Once you're retired, you will likely need to draw on several types of income for your living expenses. You'll need to know where these funds are coming from and how much you can count on, but you should also be aware of how this money is taxed — because this knowledge can help you plan and budget for your retirement years.  

Here's the basic tax information on some key sources of retirement income:

  • Social Security – Many people don't realize they may have to pay taxes on their Social Security benefits. Whether your benefits will be taxed depends on how much other taxable income you receive from various sources, such as self-employment, stock dividends and interest payments. You'll want to check with your tax advisor to determine whether your income reaches the threshold where your Social Security benefits will be taxed. The lower your total taxable income, the lower the taxes will be on your benefits. The Social Security Administration will not automatically take out taxes from your monthly checks — to have taxes withheld, you will need to fill out Form W-4V (Voluntary Withholding Request). Again, your tax advisor can help you determine the percentage of your benefits you should withhold. 
  • Retirement accounts – During your working years, you may have contributed to two basic retirement accounts: an IRA and a 401(k) or similar plan (such as a 457(b) plan for state and local government employees or a 403(b) plan for educators and employees of some nonprofits). If you invested in a “traditional” IRA or 401(k) or similar plan, your contributions may have been partially or completely deductible and your earnings grew on a tax-deferred basis. But when you start taking withdrawals from your traditional IRA or 401(k), the money is considered taxable at your normal income tax rate. However, if you chose the "Roth" option (when available), your contributions were not deductible, but your earnings and withdrawals are tax-free, provided you meet certain conditions. 
  • Annuities – Many investors use annuities to supplement their retirement income. An annuity is essentially a contract between you and an insurance company in which the insurer pays you an income stream for a given number of years, or for life, in exchange for the premiums you paid. You typically purchase a “qualified” annuity with pre-tax dollars, possibly within a traditional IRA or 401(k), so your premiums may be deductible, and your earnings can grow tax deferred. Once you start taking payouts, the entire amount — your contributions and earnings — are taxable at your individual tax rate. On the other hand, you purchase “non-qualified” annuities with after-tax dollars, so your premiums aren't deductible, but just like qualified annuities, your earnings grow on a tax-deferred basis. When you take payments, you won't pay taxes on the principal amounts you invested but the earnings will be taxed as ordinary income. 

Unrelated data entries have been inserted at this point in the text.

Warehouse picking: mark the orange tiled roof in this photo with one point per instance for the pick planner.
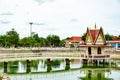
(74, 39)
(94, 33)
(115, 38)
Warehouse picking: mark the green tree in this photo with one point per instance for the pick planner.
(12, 37)
(84, 36)
(119, 36)
(27, 42)
(3, 41)
(108, 37)
(53, 40)
(36, 37)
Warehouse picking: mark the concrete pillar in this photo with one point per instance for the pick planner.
(5, 66)
(98, 63)
(116, 45)
(28, 66)
(103, 62)
(85, 61)
(49, 65)
(110, 63)
(67, 67)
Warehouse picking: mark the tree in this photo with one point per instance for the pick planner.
(84, 36)
(108, 37)
(119, 36)
(3, 41)
(27, 42)
(12, 37)
(36, 37)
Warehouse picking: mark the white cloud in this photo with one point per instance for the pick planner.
(57, 16)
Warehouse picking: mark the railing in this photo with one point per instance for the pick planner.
(99, 56)
(19, 55)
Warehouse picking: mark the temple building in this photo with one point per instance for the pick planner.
(74, 41)
(94, 45)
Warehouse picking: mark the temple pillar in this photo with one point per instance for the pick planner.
(49, 65)
(5, 66)
(67, 67)
(98, 62)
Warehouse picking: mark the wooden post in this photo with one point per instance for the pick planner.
(49, 65)
(103, 62)
(5, 66)
(67, 67)
(28, 66)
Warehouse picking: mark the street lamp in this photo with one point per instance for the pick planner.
(31, 28)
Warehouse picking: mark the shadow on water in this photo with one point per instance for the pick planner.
(96, 74)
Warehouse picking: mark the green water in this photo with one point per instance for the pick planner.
(39, 70)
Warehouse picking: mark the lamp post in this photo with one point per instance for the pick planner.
(31, 28)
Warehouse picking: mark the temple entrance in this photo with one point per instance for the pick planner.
(89, 50)
(99, 50)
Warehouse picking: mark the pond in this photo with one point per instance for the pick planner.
(59, 70)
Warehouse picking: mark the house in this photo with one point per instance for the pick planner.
(74, 41)
(115, 43)
(95, 44)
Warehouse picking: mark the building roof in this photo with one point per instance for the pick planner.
(74, 39)
(115, 38)
(94, 33)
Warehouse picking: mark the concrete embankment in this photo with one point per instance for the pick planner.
(4, 76)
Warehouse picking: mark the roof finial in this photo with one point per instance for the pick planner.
(95, 26)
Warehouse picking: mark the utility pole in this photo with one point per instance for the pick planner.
(31, 28)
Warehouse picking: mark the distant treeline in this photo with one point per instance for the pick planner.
(12, 39)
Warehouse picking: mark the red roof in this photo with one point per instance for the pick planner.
(74, 39)
(115, 38)
(94, 33)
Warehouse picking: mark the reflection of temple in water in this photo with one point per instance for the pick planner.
(94, 74)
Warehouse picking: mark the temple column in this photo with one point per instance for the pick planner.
(49, 65)
(67, 67)
(116, 45)
(28, 66)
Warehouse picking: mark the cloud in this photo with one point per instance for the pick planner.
(6, 13)
(74, 20)
(5, 22)
(43, 1)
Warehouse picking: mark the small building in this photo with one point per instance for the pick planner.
(74, 41)
(95, 44)
(115, 43)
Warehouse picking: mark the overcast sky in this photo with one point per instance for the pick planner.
(64, 18)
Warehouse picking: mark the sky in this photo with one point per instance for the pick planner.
(64, 18)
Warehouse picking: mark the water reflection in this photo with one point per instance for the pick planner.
(93, 74)
(37, 70)
(39, 65)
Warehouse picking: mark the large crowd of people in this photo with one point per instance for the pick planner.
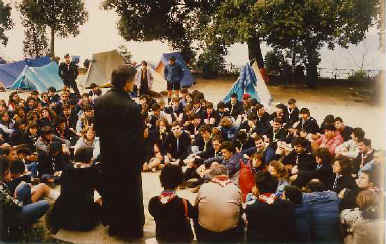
(278, 177)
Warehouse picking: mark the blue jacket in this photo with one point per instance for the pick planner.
(321, 211)
(173, 73)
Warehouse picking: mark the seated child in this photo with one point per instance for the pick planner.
(20, 185)
(14, 212)
(171, 213)
(75, 208)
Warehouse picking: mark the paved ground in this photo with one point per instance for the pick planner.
(328, 100)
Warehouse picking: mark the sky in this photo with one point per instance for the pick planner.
(100, 34)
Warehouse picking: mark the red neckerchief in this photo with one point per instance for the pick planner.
(166, 196)
(222, 180)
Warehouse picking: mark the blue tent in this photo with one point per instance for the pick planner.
(187, 79)
(39, 78)
(9, 72)
(249, 82)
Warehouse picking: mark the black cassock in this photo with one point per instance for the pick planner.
(120, 126)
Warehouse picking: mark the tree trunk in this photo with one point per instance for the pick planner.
(52, 46)
(293, 62)
(254, 51)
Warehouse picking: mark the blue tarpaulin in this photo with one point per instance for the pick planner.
(187, 79)
(39, 78)
(9, 72)
(250, 84)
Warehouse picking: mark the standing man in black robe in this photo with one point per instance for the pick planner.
(120, 126)
(68, 71)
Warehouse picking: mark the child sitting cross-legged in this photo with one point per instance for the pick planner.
(21, 188)
(171, 213)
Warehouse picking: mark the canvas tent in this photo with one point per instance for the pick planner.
(251, 81)
(187, 79)
(10, 71)
(39, 78)
(102, 65)
(159, 83)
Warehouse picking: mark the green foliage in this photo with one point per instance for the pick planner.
(210, 63)
(124, 51)
(6, 22)
(35, 41)
(176, 22)
(274, 61)
(300, 27)
(63, 17)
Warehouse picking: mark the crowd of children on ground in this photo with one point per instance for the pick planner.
(277, 177)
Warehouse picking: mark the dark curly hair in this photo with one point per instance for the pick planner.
(171, 176)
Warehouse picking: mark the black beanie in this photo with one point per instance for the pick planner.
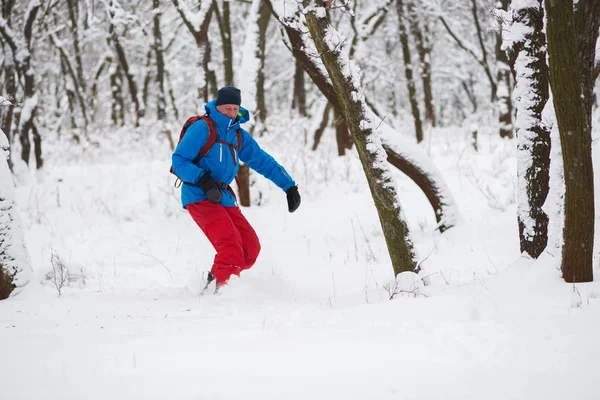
(229, 95)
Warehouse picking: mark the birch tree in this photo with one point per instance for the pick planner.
(15, 267)
(403, 154)
(408, 70)
(198, 24)
(20, 46)
(347, 84)
(533, 135)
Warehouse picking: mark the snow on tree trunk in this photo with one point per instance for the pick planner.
(15, 267)
(347, 84)
(533, 136)
(250, 67)
(198, 24)
(403, 154)
(408, 73)
(575, 136)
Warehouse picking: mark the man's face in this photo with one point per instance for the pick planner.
(230, 110)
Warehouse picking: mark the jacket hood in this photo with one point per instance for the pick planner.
(223, 121)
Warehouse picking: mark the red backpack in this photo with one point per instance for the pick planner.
(212, 138)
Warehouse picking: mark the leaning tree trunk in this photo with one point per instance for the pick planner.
(444, 207)
(533, 135)
(412, 92)
(420, 35)
(369, 148)
(15, 267)
(572, 114)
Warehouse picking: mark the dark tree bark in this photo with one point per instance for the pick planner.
(421, 36)
(503, 74)
(263, 24)
(328, 92)
(225, 30)
(322, 126)
(410, 83)
(384, 195)
(481, 61)
(131, 83)
(569, 48)
(342, 135)
(425, 183)
(161, 100)
(78, 90)
(73, 14)
(206, 78)
(21, 50)
(118, 103)
(299, 102)
(533, 136)
(243, 182)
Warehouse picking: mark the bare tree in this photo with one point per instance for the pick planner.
(444, 206)
(161, 101)
(504, 67)
(15, 267)
(419, 28)
(347, 86)
(20, 46)
(115, 40)
(408, 73)
(533, 136)
(572, 36)
(223, 20)
(198, 25)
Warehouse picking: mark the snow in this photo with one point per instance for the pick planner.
(312, 319)
(250, 65)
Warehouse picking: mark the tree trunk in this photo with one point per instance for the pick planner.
(243, 181)
(15, 267)
(263, 24)
(73, 14)
(424, 52)
(342, 134)
(299, 102)
(161, 98)
(447, 210)
(395, 229)
(131, 83)
(322, 126)
(503, 74)
(199, 30)
(429, 187)
(225, 29)
(410, 83)
(117, 108)
(533, 136)
(567, 64)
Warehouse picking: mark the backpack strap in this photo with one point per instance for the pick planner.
(212, 137)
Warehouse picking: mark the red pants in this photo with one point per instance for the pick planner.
(230, 234)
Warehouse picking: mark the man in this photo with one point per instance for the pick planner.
(206, 193)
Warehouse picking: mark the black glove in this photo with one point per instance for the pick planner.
(210, 188)
(293, 198)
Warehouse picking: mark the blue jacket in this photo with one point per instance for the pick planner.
(220, 160)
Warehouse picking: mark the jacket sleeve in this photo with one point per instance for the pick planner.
(187, 150)
(263, 163)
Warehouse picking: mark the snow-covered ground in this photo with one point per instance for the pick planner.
(312, 319)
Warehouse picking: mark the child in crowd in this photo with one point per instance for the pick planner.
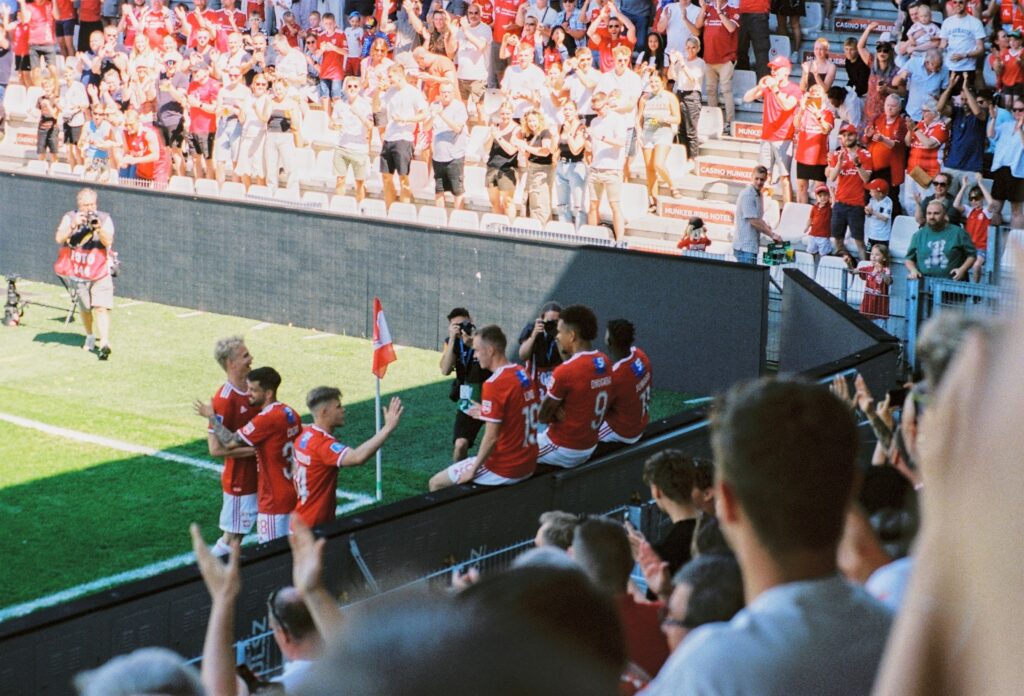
(819, 225)
(695, 237)
(878, 277)
(978, 216)
(353, 41)
(878, 213)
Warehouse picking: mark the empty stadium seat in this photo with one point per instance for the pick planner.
(235, 190)
(37, 167)
(401, 211)
(373, 208)
(209, 187)
(711, 124)
(344, 204)
(432, 216)
(464, 219)
(181, 184)
(488, 219)
(526, 223)
(742, 81)
(903, 228)
(289, 196)
(812, 16)
(315, 200)
(594, 232)
(793, 221)
(559, 227)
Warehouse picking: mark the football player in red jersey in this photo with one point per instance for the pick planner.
(629, 400)
(578, 397)
(318, 455)
(271, 432)
(509, 406)
(230, 405)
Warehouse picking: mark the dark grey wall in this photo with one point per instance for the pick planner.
(818, 329)
(321, 271)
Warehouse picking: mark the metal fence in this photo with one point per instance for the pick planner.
(260, 651)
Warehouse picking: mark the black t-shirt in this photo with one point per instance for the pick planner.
(546, 355)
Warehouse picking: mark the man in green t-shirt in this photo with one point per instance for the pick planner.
(939, 249)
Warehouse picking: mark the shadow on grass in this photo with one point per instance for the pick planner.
(68, 338)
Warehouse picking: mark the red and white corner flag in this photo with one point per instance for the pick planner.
(383, 348)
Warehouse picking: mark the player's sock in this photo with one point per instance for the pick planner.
(220, 549)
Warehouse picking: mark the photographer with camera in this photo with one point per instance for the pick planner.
(87, 261)
(538, 347)
(469, 378)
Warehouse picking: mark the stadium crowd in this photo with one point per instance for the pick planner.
(153, 91)
(773, 576)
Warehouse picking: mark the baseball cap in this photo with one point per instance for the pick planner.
(878, 185)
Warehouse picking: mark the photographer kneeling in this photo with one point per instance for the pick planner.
(469, 377)
(86, 237)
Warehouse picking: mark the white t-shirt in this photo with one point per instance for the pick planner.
(402, 102)
(676, 32)
(873, 227)
(962, 36)
(518, 81)
(448, 144)
(353, 134)
(606, 156)
(630, 87)
(471, 60)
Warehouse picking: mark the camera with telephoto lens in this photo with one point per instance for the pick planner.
(89, 226)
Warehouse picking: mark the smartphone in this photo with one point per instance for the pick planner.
(897, 397)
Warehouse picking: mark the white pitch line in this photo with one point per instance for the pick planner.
(109, 442)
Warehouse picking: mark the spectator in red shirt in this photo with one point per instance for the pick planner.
(720, 38)
(780, 100)
(605, 34)
(851, 167)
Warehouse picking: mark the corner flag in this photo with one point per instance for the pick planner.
(383, 348)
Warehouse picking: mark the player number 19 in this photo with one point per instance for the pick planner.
(600, 405)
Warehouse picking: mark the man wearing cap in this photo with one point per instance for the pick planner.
(850, 166)
(780, 100)
(750, 219)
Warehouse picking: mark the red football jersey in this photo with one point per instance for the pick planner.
(332, 63)
(629, 400)
(583, 384)
(232, 409)
(850, 187)
(317, 457)
(272, 432)
(509, 397)
(776, 123)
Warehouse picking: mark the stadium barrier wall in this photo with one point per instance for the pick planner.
(321, 270)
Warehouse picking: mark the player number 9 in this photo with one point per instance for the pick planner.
(600, 405)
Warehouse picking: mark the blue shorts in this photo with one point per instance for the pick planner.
(331, 89)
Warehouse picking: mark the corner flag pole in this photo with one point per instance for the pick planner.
(383, 354)
(377, 429)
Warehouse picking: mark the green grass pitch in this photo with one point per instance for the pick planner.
(74, 512)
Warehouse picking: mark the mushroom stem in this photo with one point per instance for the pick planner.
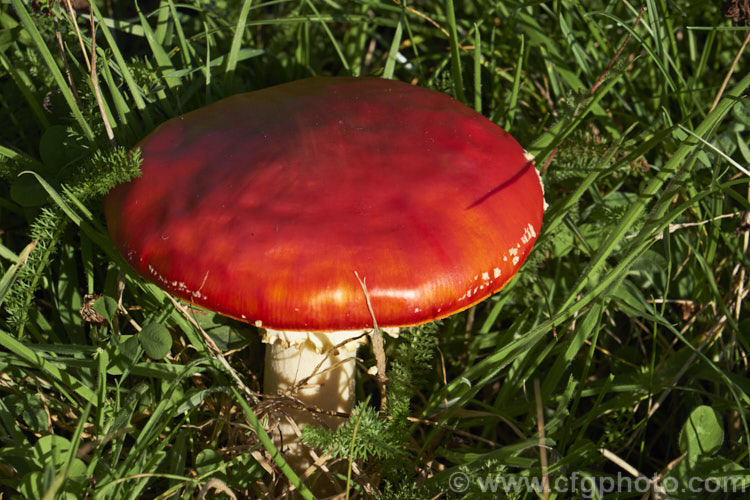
(322, 365)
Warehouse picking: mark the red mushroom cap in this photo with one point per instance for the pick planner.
(263, 206)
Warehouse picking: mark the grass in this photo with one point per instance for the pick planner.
(619, 351)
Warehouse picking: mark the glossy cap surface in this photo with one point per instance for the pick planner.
(263, 205)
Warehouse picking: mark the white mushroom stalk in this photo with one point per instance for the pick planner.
(318, 369)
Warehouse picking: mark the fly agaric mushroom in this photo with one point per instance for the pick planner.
(264, 205)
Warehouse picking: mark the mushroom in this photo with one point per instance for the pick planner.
(269, 206)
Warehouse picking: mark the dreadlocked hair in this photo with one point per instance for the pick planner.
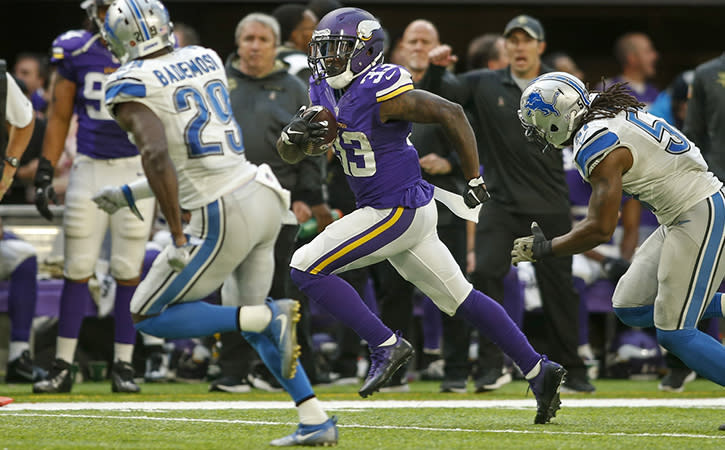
(610, 101)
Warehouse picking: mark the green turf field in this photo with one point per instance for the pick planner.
(49, 421)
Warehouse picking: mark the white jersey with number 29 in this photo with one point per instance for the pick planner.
(668, 174)
(187, 90)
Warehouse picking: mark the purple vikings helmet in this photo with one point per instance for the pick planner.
(346, 43)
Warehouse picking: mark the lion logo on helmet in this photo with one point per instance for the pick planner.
(535, 102)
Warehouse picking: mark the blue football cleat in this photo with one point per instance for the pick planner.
(324, 434)
(546, 390)
(282, 330)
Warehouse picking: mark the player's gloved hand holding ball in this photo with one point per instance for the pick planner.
(303, 133)
(44, 191)
(476, 193)
(531, 248)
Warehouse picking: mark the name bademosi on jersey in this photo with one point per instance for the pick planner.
(379, 161)
(187, 89)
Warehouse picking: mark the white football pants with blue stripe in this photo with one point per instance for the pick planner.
(678, 268)
(238, 233)
(671, 284)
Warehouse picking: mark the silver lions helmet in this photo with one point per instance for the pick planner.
(552, 108)
(136, 28)
(92, 7)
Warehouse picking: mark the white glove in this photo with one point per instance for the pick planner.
(111, 199)
(179, 257)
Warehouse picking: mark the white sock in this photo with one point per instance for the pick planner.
(122, 352)
(254, 318)
(65, 349)
(311, 412)
(16, 349)
(149, 340)
(391, 341)
(533, 372)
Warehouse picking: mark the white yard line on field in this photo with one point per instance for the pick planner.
(372, 404)
(373, 427)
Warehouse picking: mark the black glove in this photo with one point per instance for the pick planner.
(531, 248)
(476, 193)
(614, 268)
(44, 188)
(303, 133)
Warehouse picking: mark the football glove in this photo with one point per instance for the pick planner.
(179, 257)
(531, 248)
(44, 191)
(476, 193)
(302, 133)
(112, 198)
(614, 268)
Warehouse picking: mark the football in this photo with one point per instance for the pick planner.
(320, 114)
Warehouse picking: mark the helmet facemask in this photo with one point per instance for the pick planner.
(329, 58)
(346, 43)
(130, 37)
(552, 108)
(92, 7)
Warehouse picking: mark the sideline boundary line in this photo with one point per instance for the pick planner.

We've looked at some general rules governing different sources of income, but you should consult your tax professional about your specific situation. Ultimately, factors such as your goals, lifestyle and time horizon should drive the decisions you make for your retirement income. Nonetheless, you may want to look for ways to control the taxes that result from your various income pools. And the more you know about how your income is taxed, the fewer unpleasant surprises you may experience.